Iman tidak dipahami hanya sebagai konsep atau doktrin yang dipercayai tetapi harus tetapi harus nyata pada tindakan. “Iman tanpa perbuatan pada hakekatnya adalah mati,” demikian pernyataan Yakobus, (Surat Yakobus,2:7). Iman tidak mewajibkan hanya kepada ibadah rutin dan meningkatkan pengetahuan tetapi harus diejawantahkan pada berbuat (action) baik kepada sesama. Ini pengakuan iman yang mampu merubah kehidupan.
Ketiga, Hidup sederhana dan belajar dengan hati. Di Bethlehem (Ibrani: beit = rumah dan lehem = roti): rumah roti) para gembala menyaksikan kesederhanaan hidup. Hidup apa adanya. Hidup yang dibangun sesuai konteks providentia divina dei (Penyelengaraan Ilahi Allah). Atas pemandangan ini, kondisi kontekstual Betlehem mengajarkan dan membelajarkan dengan hati
Bertolak dari penjelasan Mary Elisabeth Mullino Moore dalam bukunya, Teaching from the Heart: Theology and Educational Method, (Harrisburg , PA: Trinity Press International, 1998) dan Parker J. Palmer, dalam bukunya, Healing the Heart of Democracy: The Courage to Grate a Poltics Worhy of the Human Spirit, (San Francisco, CA: Jossey-Bass, 2011) dapat ditarik benang merah bahwa, konteksasi Betlehem mengajarkan dan membelajarkan sesuatu yang bernilai bagi kehidupan dengan hati.
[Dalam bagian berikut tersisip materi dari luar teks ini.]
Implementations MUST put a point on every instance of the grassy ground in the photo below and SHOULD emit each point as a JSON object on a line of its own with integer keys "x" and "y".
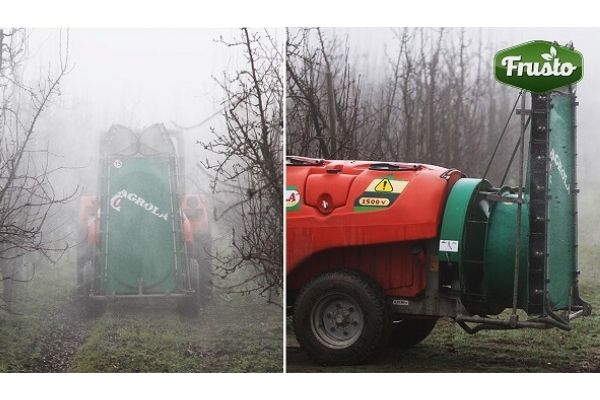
{"x": 450, "y": 349}
{"x": 234, "y": 334}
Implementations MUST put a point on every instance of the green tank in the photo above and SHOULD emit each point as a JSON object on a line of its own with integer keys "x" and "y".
{"x": 140, "y": 248}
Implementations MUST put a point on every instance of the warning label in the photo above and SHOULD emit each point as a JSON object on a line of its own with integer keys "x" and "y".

Bahwa hati adalah bagian integral dan utuh, dan tidak merujuk dimensi tertentu dari kedirian seorang manusia. Hati bukan menunjuk hanya kepada dimensi emosional dari kepribadian seseorang tetapi hati menunjuk dan merangkul totalitas kedirian manusia, yaitu intelektual, kehendak, emosi, dan tindakan.
Dengan demikian, peristiwa Betlehem adalah bukti pembelajaran dan pengajaran dengan hati. Para gembala sebagai reprentasi kita, sesungguhnya sedang menegaskan kepada kita secara kontekstual bahwa proses mengajar dan belajar tidak semata-mata mengagungkan dimensi kognitif semata tetapi sebaliknya dalam kedua aksi secara timbal balik itu, kita membuka ruang bagi seluruh dimensi dari kedirian kita, baik secara individu maupun secara komunal.
Peristiwa Betlehem tidak selalu harus dipahami secara logika dengan melepaskan ilmu rasa. Tidak hanya pembelajaran secara historis menjadi sandaran tetapi selayaknya merujuk juga kepada epistemolgi iman yang sangat menuntut ejawantah.
Pada dan untuk konteks hari-hari ini, here and now, kita diajak untuk belajar dengan hati dari situasi dan kondisi Betlehem ini. Jika tidak maka kendatipun seribu kali kita merayakan Natal dengan mewah bahkan meriah sekalipun tetapi nilai kesederhanaan inkarnasi tidak lahir dalam diri kita maka perayaan Natal yang kita lakukan tidak ada maknanya.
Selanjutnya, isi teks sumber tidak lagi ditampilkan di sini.